Kolmogorov-Smirnov Test-Based Actively-Adaptive Thompson Sampling for Non-Stationary Bandits
This addresses the challenge of adapting to changing environments in sequential decision-making problems, such as task-offloading in wireless edge-computing and portfolio optimization, with incremental improvements in detection capabilities.
The paper tackles the problem of non-stationary multi-armed bandits by proposing a Kolmogorov-Smirnov test-based Thompson Sampling algorithm (TS-KS) that actively detects change points and resets parameters, showing it has sub-linear regret and outperforms other non-stationary bandit algorithms and performs comparably to state-of-the-art forecasting methods like Facebook-PROPHET and ARIMA.

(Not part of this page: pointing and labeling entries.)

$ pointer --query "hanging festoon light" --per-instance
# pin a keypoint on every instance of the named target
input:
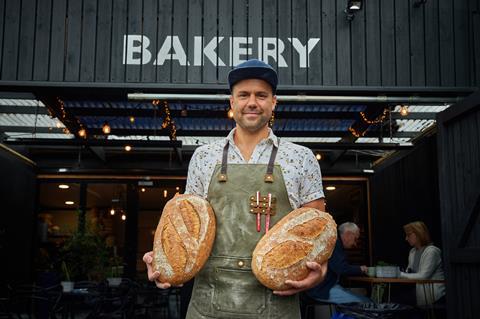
(82, 133)
(404, 110)
(106, 129)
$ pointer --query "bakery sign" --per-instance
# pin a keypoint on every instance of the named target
(138, 50)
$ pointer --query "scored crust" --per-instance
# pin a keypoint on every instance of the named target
(183, 239)
(305, 234)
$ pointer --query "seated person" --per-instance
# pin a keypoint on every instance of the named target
(424, 262)
(330, 290)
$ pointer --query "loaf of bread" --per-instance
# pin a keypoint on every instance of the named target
(305, 234)
(183, 239)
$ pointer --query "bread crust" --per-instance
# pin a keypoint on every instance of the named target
(183, 239)
(305, 234)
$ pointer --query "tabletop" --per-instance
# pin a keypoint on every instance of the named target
(375, 280)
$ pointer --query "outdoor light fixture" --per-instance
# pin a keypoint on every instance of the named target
(106, 129)
(404, 110)
(183, 112)
(82, 132)
(352, 7)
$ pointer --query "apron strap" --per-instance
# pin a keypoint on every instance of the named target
(271, 162)
(269, 175)
(223, 170)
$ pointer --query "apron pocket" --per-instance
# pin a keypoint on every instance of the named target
(238, 291)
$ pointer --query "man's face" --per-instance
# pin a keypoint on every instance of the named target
(350, 238)
(252, 102)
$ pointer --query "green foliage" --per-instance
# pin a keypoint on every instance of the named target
(85, 256)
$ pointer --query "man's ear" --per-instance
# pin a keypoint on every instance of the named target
(274, 102)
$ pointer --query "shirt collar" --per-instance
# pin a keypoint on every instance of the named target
(272, 138)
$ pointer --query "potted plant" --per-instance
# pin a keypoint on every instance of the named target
(67, 283)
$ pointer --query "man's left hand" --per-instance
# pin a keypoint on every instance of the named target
(315, 276)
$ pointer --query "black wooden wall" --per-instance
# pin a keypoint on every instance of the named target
(459, 172)
(404, 189)
(17, 227)
(389, 43)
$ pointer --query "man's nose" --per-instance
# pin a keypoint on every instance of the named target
(252, 100)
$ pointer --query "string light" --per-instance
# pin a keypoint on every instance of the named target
(167, 121)
(106, 129)
(378, 120)
(356, 133)
(82, 132)
(404, 110)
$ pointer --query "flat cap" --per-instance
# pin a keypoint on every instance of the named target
(253, 69)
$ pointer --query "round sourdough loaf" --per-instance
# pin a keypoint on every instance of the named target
(183, 239)
(305, 234)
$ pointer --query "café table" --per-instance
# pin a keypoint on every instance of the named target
(426, 284)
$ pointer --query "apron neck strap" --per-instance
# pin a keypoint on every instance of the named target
(268, 175)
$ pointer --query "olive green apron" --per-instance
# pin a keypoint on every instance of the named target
(226, 286)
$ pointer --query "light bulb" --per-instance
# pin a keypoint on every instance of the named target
(106, 129)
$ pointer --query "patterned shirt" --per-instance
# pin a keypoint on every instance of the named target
(300, 169)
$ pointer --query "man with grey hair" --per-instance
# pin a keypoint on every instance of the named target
(330, 290)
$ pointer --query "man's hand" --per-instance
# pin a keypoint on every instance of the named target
(315, 276)
(153, 275)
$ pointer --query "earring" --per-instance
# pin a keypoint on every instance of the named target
(272, 120)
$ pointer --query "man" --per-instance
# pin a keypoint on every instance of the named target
(330, 290)
(250, 161)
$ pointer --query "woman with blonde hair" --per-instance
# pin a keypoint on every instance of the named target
(424, 262)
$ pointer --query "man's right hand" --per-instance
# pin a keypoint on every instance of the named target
(153, 275)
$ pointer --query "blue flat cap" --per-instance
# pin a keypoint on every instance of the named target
(253, 69)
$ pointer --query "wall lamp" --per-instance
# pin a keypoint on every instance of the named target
(352, 7)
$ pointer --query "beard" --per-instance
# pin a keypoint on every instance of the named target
(252, 125)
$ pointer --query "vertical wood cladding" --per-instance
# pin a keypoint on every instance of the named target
(388, 43)
(459, 177)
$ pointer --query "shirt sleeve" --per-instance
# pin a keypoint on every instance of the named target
(195, 185)
(311, 187)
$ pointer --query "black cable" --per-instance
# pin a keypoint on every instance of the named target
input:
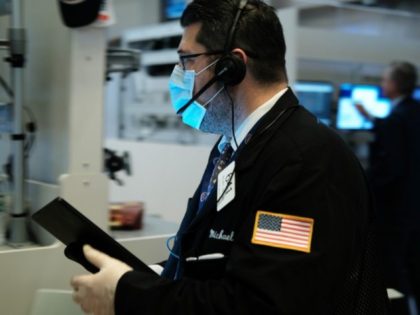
(6, 87)
(31, 128)
(233, 118)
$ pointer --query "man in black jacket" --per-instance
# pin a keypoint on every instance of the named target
(282, 221)
(395, 175)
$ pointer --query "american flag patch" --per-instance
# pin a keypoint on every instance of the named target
(283, 231)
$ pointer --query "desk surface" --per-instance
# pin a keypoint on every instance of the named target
(152, 226)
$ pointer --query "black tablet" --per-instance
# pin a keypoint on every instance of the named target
(73, 229)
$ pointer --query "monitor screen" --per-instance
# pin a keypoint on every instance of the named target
(416, 94)
(370, 96)
(172, 9)
(316, 97)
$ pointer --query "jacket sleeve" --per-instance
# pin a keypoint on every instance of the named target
(257, 279)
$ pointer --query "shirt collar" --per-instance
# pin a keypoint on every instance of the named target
(245, 127)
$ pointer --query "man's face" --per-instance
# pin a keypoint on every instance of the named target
(188, 46)
(218, 116)
(388, 85)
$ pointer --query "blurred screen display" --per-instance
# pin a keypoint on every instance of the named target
(316, 97)
(369, 96)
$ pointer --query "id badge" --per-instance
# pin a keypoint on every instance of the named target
(226, 186)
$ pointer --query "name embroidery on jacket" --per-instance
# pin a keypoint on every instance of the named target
(221, 235)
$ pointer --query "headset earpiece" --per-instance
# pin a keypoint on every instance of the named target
(230, 70)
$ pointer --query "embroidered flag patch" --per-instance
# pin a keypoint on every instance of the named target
(283, 231)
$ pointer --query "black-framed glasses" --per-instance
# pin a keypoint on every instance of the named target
(184, 58)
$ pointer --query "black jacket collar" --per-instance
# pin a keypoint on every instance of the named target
(250, 149)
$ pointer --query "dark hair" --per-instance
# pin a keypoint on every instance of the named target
(404, 74)
(258, 32)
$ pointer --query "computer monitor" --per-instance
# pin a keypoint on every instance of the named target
(416, 94)
(370, 96)
(172, 9)
(316, 97)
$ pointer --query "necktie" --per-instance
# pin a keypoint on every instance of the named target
(219, 165)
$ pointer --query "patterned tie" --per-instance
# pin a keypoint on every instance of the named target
(220, 164)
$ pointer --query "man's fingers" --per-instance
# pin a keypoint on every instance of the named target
(94, 256)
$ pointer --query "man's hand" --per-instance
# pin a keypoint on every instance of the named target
(95, 293)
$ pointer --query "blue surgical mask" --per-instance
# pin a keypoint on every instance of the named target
(181, 87)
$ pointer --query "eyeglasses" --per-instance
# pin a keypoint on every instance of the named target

We consider the non-stationary multi-armed bandit (MAB) framework and propose a Kolmogorov-Smirnov (KS) test based Thompson Sampling (TS) algorithm named TS-KS, that actively detects change points and resets the TS parameters once a change is detected. In particular, for the two-armed bandit case, we derive bounds on the number of samples of the reward distribution to detect the change once it occurs. Consequently, we show that the proposed algorithm has sub-linear regret. Contrary to existing works, our algorithm is able to detect a change when the underlying reward distribution changes even though the mean reward remains the same. Finally, to test the efficacy of the proposed algorithm, we employ it in two case-studies: i) task-offloading scenario in wireless edge-computing, and ii) portfolio optimization. Our results show that the proposed TS-KS algorithm outperforms not only the static TS algorithm but also it performs better than other bandit algorithms designed for non-stationary environments. Moreover, the performance of TS-KS is at par with the state-of-the-art forecasting algorithms such as Facebook-PROPHET and ARIMA.